Women struggle for rights to identity facing rigid custom

On September 17, President Ashraf Ghani, in an unprecedented move, signed a decree which allows registration of mother’s name in national ID cards. The presidential decree, however, roused opposition among conservative spectrum of Afghan society.

On September 01, nearly after four years, the country’s law committee, under constant calls by women rights activists, passed a draft bill on amendment of the law on registration of population which allowed inclusion of mother’s name in children birth certificates. On September 04, the Afghan cabinet approved the draft bill. Following cabinet approval of the bill, a number of conservative MPs opposed the plan, justifying that registration of mother’s name is contrary to Afghan custom.

President Ghani, notwithstanding oppositions, days later, wrote on Twitter that he and his government was committed to fully support inclusion of mother’s name in children’s national ID cards, locally known as Tazkira.

But the country’s National Statistics and Information Authority (NSIA) announced that registering mother’s name in national ID cards of children is not obligatory and those who feel comfortable can add mother’s name in their children’s ID cards.

A setback by NSIA, however, sent a sad signal to women rights activists who have long been campaigning for equal rights to identity in a country where identity is tied to power politics and tribal norms.

Women struggle for equal rights to identity kicked off in 2017. Many women rights activists volunteered their time and energy to campaigns, demanding equal rights to identity. In 2017, Lala Usmani, along with a group of her close friends, launched a hashtag campaign titled as: #WHERE-IS-MY-NAME?

Describing identity as “power”, they set their struggle to seek equal rights to identity and fight against restrictive tribal culture which defines its core value in masculine domination over women.

Lala Usmani, 28, who is a graduate from Herat University with a major in Islamic law, says that Islam permits women to have equal rights to identity and it is the Afghan custom and a homegrown man mentality which resists against women rights to identity.

In tribal Afghan custom, women are not called by their names; they are identified as mother of, daughter of and wife of a man.
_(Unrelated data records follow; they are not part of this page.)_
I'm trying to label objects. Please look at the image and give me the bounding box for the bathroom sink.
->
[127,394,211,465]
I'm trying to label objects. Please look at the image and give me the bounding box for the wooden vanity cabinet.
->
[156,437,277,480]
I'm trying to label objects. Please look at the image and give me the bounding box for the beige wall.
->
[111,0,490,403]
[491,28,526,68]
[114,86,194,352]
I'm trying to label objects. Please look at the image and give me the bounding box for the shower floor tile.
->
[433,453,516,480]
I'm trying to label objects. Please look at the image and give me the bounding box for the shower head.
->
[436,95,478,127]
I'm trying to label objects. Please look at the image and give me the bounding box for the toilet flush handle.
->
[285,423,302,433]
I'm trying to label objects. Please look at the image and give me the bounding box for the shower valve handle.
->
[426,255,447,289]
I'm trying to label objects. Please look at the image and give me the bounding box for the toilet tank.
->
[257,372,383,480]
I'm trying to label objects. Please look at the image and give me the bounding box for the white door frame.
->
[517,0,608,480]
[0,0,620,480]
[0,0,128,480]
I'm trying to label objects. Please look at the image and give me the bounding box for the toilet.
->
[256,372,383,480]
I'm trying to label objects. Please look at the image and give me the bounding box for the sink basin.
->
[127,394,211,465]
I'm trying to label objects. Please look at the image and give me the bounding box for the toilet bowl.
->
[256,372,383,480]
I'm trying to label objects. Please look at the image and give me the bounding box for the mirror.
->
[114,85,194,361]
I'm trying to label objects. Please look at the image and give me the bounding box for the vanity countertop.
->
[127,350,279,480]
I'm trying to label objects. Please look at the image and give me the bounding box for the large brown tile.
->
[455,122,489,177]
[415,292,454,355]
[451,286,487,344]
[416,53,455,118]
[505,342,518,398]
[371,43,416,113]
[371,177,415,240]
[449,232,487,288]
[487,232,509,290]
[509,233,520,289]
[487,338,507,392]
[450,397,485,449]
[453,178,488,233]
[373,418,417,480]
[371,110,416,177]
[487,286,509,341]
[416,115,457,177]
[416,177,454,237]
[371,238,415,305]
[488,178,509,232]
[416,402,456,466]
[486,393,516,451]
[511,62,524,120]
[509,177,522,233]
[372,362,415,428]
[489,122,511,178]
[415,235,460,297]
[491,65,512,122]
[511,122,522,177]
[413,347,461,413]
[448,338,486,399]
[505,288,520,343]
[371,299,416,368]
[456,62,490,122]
The invisibility of women identity finds its root in an old culture which treats women as a creature whose invisible being serves tribal dignity and honor.

“We do not want mother’s name to be symbolically mentioned on birth certificate; we want the government to provide legal facilities for mothers”
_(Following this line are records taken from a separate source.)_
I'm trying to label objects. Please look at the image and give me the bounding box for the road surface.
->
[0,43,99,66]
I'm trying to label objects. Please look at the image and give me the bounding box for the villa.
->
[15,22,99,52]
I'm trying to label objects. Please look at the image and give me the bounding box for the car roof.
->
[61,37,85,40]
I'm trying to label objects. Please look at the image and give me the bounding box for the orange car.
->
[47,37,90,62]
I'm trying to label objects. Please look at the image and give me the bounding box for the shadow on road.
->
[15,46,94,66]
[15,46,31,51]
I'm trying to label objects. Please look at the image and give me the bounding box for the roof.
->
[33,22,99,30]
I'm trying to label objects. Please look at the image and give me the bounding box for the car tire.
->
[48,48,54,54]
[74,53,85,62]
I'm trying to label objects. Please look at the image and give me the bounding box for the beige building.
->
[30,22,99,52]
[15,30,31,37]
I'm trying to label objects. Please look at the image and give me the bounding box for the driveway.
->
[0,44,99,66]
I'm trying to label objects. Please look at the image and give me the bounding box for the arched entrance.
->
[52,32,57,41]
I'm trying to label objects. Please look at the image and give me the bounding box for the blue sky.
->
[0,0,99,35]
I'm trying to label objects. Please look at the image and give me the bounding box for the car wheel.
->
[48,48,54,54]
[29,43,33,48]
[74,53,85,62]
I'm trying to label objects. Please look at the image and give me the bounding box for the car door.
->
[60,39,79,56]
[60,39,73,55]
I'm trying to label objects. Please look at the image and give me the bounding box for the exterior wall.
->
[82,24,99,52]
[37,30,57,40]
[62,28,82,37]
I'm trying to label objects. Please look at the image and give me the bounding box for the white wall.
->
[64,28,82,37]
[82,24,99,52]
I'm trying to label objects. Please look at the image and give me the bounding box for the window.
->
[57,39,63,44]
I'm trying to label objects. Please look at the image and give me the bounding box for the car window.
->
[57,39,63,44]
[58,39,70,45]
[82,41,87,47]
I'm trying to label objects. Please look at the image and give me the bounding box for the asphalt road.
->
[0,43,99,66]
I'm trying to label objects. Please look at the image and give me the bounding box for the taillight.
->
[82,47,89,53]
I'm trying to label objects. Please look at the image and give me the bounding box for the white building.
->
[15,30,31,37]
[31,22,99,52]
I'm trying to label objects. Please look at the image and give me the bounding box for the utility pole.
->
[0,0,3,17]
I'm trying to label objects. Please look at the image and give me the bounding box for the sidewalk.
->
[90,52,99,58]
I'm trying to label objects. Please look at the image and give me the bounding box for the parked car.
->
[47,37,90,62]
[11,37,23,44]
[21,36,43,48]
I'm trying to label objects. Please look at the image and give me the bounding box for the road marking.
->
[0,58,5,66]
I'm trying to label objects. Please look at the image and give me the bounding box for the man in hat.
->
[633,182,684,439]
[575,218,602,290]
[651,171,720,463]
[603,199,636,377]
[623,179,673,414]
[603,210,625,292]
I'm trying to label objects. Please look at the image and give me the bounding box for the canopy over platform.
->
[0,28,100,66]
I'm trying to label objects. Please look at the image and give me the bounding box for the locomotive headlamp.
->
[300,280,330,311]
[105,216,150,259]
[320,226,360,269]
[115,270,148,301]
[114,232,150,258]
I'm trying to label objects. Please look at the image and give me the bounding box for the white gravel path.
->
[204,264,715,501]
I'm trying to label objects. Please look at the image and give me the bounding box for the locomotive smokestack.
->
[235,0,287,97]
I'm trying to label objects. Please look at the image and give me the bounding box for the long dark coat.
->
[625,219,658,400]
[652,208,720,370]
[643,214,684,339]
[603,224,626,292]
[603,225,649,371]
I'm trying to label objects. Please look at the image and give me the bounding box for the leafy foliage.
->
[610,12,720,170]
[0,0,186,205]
Denial of women identity, as Ms Usmani puts it, has posed a series of legal challenges ahead of society. She says their struggle is set to pave a path for equal status and equal rights for mothers. “We do not want mother’s name to be symbolically mentioned on birth certificate; we want the government to provide legal facilities for mothers. For instance, if a mother wants to get ID card or passport for her child, it should be issued in the absence of child’s father, uncle or grandfather.”

Lala Usmani, who works with a child care institution, says that children who are living in child care houses, face a number of challenges when it comes to identity matters. Most children who live on the streets are single-parent—mostly living with their mothers—and they do not have ID cards, a problem which makes enrollment in shelter difficult.
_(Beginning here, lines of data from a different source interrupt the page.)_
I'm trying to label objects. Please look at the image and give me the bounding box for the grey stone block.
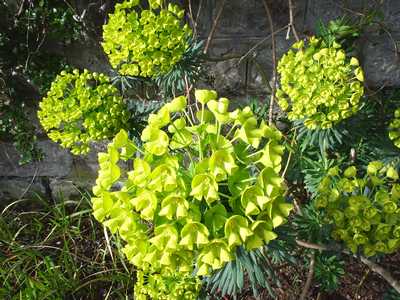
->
[0,141,72,177]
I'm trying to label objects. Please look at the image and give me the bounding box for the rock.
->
[0,141,72,177]
[0,177,46,203]
[49,179,81,200]
[361,35,400,88]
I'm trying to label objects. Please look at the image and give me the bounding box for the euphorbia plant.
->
[315,161,400,256]
[277,37,364,129]
[92,90,292,296]
[389,108,400,148]
[102,0,191,77]
[38,70,129,154]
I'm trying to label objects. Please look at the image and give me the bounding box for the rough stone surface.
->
[0,141,72,177]
[0,0,400,202]
[0,177,46,203]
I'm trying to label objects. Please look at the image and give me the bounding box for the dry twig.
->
[300,250,315,300]
[263,0,276,125]
[286,0,300,41]
[203,0,226,54]
[296,240,400,293]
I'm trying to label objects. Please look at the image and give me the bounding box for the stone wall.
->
[0,0,400,203]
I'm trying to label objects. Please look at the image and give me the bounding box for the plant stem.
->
[296,240,400,293]
[263,0,276,125]
[300,250,315,300]
[203,0,226,54]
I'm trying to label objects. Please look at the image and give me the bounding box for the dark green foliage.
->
[127,99,164,145]
[205,247,279,299]
[300,151,340,196]
[155,40,204,97]
[383,288,400,300]
[204,240,296,299]
[292,204,330,243]
[315,253,344,292]
[316,17,360,52]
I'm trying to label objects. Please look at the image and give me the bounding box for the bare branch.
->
[300,251,315,300]
[203,0,226,54]
[263,0,277,125]
[296,240,400,293]
[286,0,300,41]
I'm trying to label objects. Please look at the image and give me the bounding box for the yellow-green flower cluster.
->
[389,108,400,148]
[38,70,128,154]
[315,161,400,256]
[135,270,201,300]
[102,0,191,77]
[92,90,292,286]
[277,37,364,129]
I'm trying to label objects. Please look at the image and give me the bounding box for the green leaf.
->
[204,203,227,234]
[179,222,210,250]
[224,215,252,247]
Shah Gul Rezaie, an MP who supports women campaign for rights to identity, says registering mother’s name on ID card is the first step towards equal status between parents.

Mohammad Hedayat, head of press office of the second vice president, told BBC Persian that the law committee, chaired by Second Vice President Sarwar Danish, made no mention about nonobligatory registration of mother’s name on their children’s national ID card.

Durrani Waziri, deputy spokesperson for the President, told Kabul Now, that NSIA submitted a formal letter to the cabinet, asking the government not to make registration of mother’s name as obligatory. Authorities at the NSIA, confirmed the statement, saying that they have made this decision just to avoid a sensitive issue which is inflammatory given the current situation in Afghanistan.

MP Rezaie, pointing at Afghanistan’s social and cultural challenges, says Afghan lawmakers need to consider social realities when they make or amend laws. The Afghan society is not ready to accept new laws. “We need to move step by step, otherwise, it will not be in the best interest of women.”

Zahra Sepehr, a lawyer, however, says that women—notably mothers—are facing a number of legal challenges which are byproduct of laws passed decades years ago. Ms Sepehr believes that Afghanistan’s laws, particularly civil law, has been derived from Islamic law and partly it is a replica of foreign law.

In Afghanistan’s law, a father is endowed with patronage rights. Children, under 18, cannot travel without their fathers’ permission, and even in case of separation, mothers do not have the right to take her child under custody.

Given the current socio-cultural setup in the country, the plan to make registration of mother’s name as nonobligatory is the only possible way, Zahra Sepehr says.